Induction of translationally controlled tumor protein (TCTP) by transcriptional and post‐transcriptional mechanisms

Expression of the human TPT1 gene coding for translationally controlled tumor protein (TCTP) was investigated in Calu‐6 and Cos‐7 cells under the influence of 4β‐phorbol 12‐myristate 13‐acetate (PMA), forskolin, dioxin and the heavy metals copper, nickel and cobalt. Transcriptional and post‐transcriptional aspects of the mechanism were analyzed by TCTP mRNA/protein quantification, luciferase reporter gene assays depending on TPT1 promoter sequences or TCTP mRNA 5′/3′‐UTRs and investigation of the interaction of RNA‐binding proteins with UTRs by UV‐crosslinking. PMA, forskolin, dioxin, cobalt and nickel induced TCTP expression in 24 h in both cell lines about 2.2–3.2‐fold at the mRNA level and 1.6–2.2‐fold at the protein level. The highest induction rate, 4.5–5.0‐fold at the mRNA level and 3.5–4.0‐fold at the protein level, was observed with copper. TPT1 promoter assays showed transcriptional activation by PMA, forskolin and dioxin (2.0–3.1‐fold) and a 7.0–8.0‐fold increase by copper, whereas cobalt and nickel had no effect. Deletion analysis revealed that copper‐dependent transcriptional control was transmitted by a metal‐responsive element residing in the TPT1 promoter.
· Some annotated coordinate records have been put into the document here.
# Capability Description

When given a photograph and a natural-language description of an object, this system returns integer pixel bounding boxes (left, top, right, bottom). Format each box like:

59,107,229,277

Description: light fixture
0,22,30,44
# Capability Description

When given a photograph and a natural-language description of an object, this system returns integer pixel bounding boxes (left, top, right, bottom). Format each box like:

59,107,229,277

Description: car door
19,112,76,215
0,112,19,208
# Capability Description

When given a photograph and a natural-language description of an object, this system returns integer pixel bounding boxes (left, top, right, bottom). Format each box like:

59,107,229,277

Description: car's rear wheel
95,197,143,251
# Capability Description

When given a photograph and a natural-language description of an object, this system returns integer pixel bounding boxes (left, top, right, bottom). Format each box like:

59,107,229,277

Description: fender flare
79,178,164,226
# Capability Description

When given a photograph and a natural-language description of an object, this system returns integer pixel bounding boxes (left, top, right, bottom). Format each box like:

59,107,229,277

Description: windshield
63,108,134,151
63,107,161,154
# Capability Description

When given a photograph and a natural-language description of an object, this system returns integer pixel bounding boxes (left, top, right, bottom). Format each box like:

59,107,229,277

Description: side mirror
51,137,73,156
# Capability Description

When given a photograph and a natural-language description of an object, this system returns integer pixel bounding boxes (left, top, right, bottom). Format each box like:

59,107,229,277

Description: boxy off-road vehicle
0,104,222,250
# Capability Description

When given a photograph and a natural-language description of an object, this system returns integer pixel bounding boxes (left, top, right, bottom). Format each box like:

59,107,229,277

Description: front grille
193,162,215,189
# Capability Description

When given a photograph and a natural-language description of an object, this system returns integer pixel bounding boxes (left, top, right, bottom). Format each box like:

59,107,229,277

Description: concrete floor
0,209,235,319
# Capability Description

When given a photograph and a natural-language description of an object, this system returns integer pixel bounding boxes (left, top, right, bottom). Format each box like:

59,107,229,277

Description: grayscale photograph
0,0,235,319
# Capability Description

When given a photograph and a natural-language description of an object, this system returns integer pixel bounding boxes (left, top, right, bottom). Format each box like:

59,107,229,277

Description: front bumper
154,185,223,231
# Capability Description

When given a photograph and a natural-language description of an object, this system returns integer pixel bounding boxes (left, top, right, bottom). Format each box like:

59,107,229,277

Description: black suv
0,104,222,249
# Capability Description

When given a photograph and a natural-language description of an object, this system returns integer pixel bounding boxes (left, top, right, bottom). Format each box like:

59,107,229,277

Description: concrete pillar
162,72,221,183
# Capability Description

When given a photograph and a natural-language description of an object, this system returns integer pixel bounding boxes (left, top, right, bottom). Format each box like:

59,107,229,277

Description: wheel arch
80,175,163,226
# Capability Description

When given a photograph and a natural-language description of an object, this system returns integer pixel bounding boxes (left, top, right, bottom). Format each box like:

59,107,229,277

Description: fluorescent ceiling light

Post‐transcriptional activation of TCTP expression was associated with the action of dioxin, nickel, cobalt (1.8–2.3‐fold) and copper (2.5–3.0‐fold), whereas stimulation of TCTP synthesis by copper was mediated by the TCTP mRNA 3′‐UTR (3.2‐fold) but not by the 5′‐UTR (0.5‐fold). mRNA stabilization was found to mediate these effects of cobalt and nickel. Post‐transcriptional regulation was associated with qualitative and quantitative changes in the binding of specific RNA‐binding proteins to UTRs.